Self-Acceptance - What Is It?
By Remez Sasson
We hear so much about self-acceptance from people, who study or teach personal growth methods.
What is self-acceptance?
Does it mean accepting your weaknesses or negative habits and doing nothing about them?
Does it mean accepting your behavior, attitude and life style, and doing nothing to change and improve?
It is so easy to give in to laziness and to find excuses for leaving everything as it is.
Accepting your behavior and weaknesses, and doing nothing to improve, is not the right kind of self acceptance. It does not contribute to real progress and improvement.
The term self-acceptance seems not to be well explained and well understood. Accepting yourself as you are is only the first step. It helps you realize your good, and not so good qualities, and can alleviate feelings of guilt, lack of self esteem and unhappiness.
Self-acceptance does not mean that you accept what you are and do nothing to change and improve. It does not mean accepting your fate and life as it is.
Becoming aware and acknowledging your behavior, habits and your personality, and not being afraid to look at yourself as you are, is an important step to self-acceptance.
When you accept yourself as you are, you put yourself in a better position to begin improving yourself.
It is not an excuse for saying, "This is what I am. I accept myself as I am. I accept my character, my failings and my fate, and this how it is. I can do nothing about it."
Knowing yourself affords you the possibility to see what you can do to improve yourself and your life.

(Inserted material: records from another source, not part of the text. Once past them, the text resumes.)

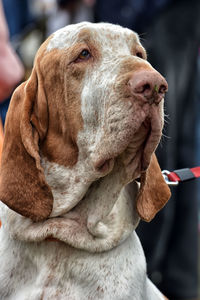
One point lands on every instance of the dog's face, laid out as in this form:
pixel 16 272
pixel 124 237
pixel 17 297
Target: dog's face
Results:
pixel 86 123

Improvement requires that you understand and acknowledge your character and habits, stop comparing yourself and your achievements to others, and acknowledging your skills or the lack of them. This will bring some sort of inner peace, lightness and happiness, like getting rid of a burden.
Remember, acknowledging your good and bad habits and traits of character can alleviate feelings of dissatisfaction, anger, resentment or unhappiness, but it is not an excuse for staying as you are, it is only the first step on the road to improvement and empowerment.